Rosja rozpoczęła ofensywę w Syrii
Zaczęło się. Dziś po godzinie 10:00, Rosja rozpoczęła wielką operację zbrojną w Syrii. Można wręcz stwierdzić, że jest to początek końca dla wszelkich terrorystów – tych umiarkowanych i radykalnych, którzy jakiś czas temu przypuścili ostatni desperacki atak na zachodnią część miasta Aleppo celem zniesienia oblężenia, co zakończyło się wielką porażką.
Lotniskowiec Admirał Kuzniecow dotarł do Syrii i bierze udział w tej operacji. Nie dość, że jest to jedyny tego typu okręt, wchodzący w skład rosyjskiej marynarki wojennej, to w dodatku po raz pierwszy uczestniczy w działaniach zbrojnych. Admirał Kuzniecow ma pozostać na Morzu Śródziemnym przez co najmniej 6 miesięcy.
W terrorystów w muhafazie Idlib i Homs uderzają samoloty bojowe Su-33 oraz rakiety manewrujące Kalibr, odpalane z pokładu fregaty Admirał Grigorowicz. Ich pozycje atakuje również system obrony wybrzeża Bastion, zlokalizowany w muhafazie Latakia. Konflikt w Syrii jest wielkim testem dla rosyjskiej armii oraz okazją do przetestowania nowych technologii.
Minister Obrony Siergiej Szojgu powiadomił, że Rosja atakuje między innymi magazyny z bronią i amunicją, ośrodki szkoleniowe oraz fabryki, w których produkowana jest broń wszelkiego rodzaju, w tym broń chemiczna. Z kolei bezradni terroryści odpowiadają propagandą i twierdzą, że Rosja bombarduje również oblężoną część Aleppo, nie przedstawiając przy tym żadnego jednoznacznego dowodu. Zachodnie media przedstawiają te doniesienia jako prawdę, a jednocześnie kompletnie ignorują informacje o stosowanej przez terrorystów broni chemicznej.

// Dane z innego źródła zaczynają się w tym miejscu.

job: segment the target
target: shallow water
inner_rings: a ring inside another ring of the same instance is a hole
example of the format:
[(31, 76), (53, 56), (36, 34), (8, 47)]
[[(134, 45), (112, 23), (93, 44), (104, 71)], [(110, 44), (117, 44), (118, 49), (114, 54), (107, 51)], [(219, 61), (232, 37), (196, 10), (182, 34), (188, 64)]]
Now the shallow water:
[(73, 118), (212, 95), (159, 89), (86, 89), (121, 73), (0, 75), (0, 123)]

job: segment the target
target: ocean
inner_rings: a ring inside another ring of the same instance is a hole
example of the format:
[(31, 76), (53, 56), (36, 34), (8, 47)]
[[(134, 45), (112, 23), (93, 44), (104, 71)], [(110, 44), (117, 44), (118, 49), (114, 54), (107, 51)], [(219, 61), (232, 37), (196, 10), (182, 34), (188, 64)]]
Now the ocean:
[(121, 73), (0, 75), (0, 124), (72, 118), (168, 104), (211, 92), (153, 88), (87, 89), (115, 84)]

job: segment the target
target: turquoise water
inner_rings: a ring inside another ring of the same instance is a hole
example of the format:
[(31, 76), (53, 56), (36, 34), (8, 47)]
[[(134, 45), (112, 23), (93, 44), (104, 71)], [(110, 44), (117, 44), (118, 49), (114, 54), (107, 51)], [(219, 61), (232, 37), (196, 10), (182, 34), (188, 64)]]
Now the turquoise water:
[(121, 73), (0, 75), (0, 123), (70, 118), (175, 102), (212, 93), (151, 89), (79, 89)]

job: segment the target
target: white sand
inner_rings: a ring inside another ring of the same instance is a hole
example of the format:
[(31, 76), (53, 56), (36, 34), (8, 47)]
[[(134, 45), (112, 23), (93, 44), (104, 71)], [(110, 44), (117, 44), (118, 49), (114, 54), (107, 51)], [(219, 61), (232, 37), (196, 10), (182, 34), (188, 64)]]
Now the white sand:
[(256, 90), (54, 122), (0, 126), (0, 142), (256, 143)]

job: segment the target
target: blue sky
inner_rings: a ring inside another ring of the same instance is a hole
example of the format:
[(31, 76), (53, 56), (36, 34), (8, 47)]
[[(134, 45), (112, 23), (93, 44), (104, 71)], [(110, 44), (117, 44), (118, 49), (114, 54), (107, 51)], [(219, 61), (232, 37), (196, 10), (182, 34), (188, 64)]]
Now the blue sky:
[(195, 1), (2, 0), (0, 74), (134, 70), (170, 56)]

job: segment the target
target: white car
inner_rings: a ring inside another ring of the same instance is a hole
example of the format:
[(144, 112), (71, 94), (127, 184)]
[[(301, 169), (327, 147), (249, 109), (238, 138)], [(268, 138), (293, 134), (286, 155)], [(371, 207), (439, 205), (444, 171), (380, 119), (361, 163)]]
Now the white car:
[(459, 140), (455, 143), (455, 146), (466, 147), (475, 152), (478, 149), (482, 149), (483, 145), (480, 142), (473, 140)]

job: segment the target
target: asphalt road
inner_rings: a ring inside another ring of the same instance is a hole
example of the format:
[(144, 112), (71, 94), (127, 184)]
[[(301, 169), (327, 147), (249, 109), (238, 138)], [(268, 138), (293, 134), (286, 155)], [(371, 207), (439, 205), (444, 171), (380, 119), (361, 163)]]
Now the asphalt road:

Zachód skupia się głównie na szerzeniu propagandy oraz dozbrajaniu i szkoleniu nowych „syryjskich rebeliantów”. W Stanach Zjednoczonych wkrótce władzę obejmie rusofil Donald Trump a Arabia Saudyjska groziła inwazją na Syrię, choć nie potrafi poradzić sobie w Jemenie. Tureckie wojska „wyzwalają” północną Syrię i stacjonują dosłownie kilka kilometrów od syryjskiej armii, choć z drugiej strony Putin współpracuje z Erdoganem w wielu ważnych kwestiach. Rosja i Syria są więc zdecydowanie na wygranej pozycji.